UQ Solar began as a collaborative project -- between UQ's Property and Facilities division and UQ's School of Mathematics and Physics -- to save on electricity costs, and showcase the university’s commitment to clean energy and carbon emission reductions. Academics and engineers worked closely on a design for the St Lucia campus with engineering consultants Aurecon and a Brisbane-based company with specialist skills in solar installations for large-scale commercial/industrial clients, Ingenero. The design of the system required a shading analysis of each building on the campus, followed by engineering studies to determine roof strengthening required to support the weight of the panels and associated equipment.

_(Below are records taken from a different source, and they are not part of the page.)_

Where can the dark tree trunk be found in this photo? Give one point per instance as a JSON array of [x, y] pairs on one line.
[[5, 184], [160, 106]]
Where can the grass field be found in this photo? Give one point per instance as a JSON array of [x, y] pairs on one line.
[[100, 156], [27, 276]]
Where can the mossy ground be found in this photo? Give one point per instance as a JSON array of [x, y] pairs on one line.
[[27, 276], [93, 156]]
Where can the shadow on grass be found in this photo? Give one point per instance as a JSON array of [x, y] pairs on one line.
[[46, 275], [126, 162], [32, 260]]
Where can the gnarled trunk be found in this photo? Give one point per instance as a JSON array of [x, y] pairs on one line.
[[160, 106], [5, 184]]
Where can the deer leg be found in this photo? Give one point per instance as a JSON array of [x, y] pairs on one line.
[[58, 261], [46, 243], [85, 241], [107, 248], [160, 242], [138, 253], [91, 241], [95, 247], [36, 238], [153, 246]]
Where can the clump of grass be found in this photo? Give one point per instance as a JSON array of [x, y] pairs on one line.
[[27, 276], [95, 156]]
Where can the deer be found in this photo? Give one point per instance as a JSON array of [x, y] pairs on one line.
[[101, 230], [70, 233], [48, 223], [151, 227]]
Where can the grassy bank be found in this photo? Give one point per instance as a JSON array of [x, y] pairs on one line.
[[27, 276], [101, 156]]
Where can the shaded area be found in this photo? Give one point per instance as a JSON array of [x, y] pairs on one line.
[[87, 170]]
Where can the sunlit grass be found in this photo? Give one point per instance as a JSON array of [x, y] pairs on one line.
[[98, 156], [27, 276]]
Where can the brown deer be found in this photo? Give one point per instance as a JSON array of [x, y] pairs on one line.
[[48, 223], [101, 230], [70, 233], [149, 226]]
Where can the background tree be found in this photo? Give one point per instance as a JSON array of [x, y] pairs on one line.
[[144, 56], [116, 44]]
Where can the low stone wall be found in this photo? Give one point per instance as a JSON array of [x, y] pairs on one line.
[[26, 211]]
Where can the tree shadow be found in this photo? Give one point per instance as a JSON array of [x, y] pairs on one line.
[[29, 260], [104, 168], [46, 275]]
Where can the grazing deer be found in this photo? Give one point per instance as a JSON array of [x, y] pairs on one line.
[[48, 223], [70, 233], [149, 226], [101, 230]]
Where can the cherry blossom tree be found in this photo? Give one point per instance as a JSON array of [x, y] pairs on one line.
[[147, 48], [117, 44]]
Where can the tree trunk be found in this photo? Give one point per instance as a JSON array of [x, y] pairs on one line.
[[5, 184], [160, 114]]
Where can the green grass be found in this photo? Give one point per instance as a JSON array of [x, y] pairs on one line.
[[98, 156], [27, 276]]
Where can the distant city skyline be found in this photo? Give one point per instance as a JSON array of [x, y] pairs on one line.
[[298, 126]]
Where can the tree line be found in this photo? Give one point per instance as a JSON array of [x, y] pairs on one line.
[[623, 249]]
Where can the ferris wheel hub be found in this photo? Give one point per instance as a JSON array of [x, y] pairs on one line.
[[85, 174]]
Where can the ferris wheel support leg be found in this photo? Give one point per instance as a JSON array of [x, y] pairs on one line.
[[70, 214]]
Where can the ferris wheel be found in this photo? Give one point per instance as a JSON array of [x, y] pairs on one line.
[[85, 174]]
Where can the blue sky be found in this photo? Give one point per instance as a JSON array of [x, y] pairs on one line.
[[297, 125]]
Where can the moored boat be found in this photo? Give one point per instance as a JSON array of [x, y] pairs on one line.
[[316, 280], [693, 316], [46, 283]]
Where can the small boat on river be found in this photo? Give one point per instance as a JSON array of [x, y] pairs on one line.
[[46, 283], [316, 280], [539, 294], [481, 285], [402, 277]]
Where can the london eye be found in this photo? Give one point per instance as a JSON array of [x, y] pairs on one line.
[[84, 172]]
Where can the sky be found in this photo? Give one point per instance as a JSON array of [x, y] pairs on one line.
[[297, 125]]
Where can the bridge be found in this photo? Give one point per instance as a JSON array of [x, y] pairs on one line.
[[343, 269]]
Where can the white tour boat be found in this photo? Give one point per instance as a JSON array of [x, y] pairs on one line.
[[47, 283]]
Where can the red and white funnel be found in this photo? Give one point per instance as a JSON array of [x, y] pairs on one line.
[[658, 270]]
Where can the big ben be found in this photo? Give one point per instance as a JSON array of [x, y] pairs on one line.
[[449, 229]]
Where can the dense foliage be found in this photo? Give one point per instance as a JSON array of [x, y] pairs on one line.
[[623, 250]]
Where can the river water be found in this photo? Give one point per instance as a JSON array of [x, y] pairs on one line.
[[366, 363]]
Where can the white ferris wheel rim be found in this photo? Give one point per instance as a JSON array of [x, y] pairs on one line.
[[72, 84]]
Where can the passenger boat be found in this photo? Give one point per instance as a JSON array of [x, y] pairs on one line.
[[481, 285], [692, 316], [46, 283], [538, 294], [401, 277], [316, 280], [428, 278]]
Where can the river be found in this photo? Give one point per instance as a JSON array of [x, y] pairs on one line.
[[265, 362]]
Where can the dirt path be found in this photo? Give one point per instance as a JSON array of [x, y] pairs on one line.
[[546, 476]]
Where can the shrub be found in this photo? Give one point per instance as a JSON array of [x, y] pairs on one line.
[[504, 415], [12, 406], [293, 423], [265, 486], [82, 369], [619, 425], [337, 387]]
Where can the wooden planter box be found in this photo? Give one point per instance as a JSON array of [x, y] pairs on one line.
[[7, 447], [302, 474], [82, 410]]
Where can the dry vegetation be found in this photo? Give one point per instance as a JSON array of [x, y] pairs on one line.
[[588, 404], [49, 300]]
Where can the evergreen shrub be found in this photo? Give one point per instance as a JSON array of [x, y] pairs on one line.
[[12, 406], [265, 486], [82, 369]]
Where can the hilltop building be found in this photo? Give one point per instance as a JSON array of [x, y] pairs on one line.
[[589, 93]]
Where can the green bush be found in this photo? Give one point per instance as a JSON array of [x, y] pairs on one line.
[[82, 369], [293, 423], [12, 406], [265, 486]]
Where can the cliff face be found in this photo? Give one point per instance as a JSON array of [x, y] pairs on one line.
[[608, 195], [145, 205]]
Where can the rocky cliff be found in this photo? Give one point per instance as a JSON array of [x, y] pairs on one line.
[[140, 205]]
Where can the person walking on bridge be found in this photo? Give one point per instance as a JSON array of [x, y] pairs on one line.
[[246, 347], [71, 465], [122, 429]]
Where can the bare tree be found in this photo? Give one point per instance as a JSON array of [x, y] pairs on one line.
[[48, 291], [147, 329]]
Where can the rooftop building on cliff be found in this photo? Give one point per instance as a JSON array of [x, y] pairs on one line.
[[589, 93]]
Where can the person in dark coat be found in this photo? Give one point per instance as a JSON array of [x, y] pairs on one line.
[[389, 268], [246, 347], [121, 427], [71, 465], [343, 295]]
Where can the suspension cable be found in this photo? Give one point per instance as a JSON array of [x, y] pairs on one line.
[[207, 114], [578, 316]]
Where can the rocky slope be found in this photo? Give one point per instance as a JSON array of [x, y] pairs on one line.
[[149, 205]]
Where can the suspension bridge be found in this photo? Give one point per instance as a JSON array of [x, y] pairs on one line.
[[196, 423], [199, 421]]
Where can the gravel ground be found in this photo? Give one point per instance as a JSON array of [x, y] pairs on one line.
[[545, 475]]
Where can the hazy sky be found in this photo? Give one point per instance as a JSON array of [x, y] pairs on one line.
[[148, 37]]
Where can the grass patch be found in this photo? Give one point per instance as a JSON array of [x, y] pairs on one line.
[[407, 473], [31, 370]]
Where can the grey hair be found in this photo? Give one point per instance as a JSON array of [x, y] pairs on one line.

The resulting 1.22 megawatt array went live in early 2011 and was almost 25% larger than any other rooftop system in Australia at the time, with the added complexity of being split between four buildings. The original array was constructed using Trina Solar polycrystalline silicon modules and Aurora Power-One string inverters on four buildings. The system also included software to monitor the quality of the solar power feed for interaction with the local Energex network, with a live data stream to the Internet for public access. The St Lucia array currently supplies 2% of campus power and has been so successful that the array has been extended to 14 additional buildings.

Gatton campus

Having successfully developed a large array for its St Lucia campus, The University of Queensland joined with AGL to bid for education funding for a solar photovoltaic plant as part of the Australian Government’s Solar Flagships Program. The AGL bid for solar plants at Nyngan and Broken Hill in NSW was successful, and UQ won the Education Investment Fund Research infrastructure Project for a 3.275MW array at its Gatton campus in 2012. The Gatton Solar Research Facility (GSRF) was commissioned in March 2015 and includes fixed tilt, single axis tracking, dual axis tracking, and a battery storage system for research purposes.

The GSRF helps to provide voltage and power factor support for the local network, supply power to the Gatton campus, and provide the infrastructure to allow research on power system engineering, economics and public policy.


Savings from the reduced power bills for the university are returned to UQ solar for research purposes. Research to date has included solar PV yield assessments, shading analyses, assessing commercial viability of utility scale solar PV plant and optimising the performance of the array.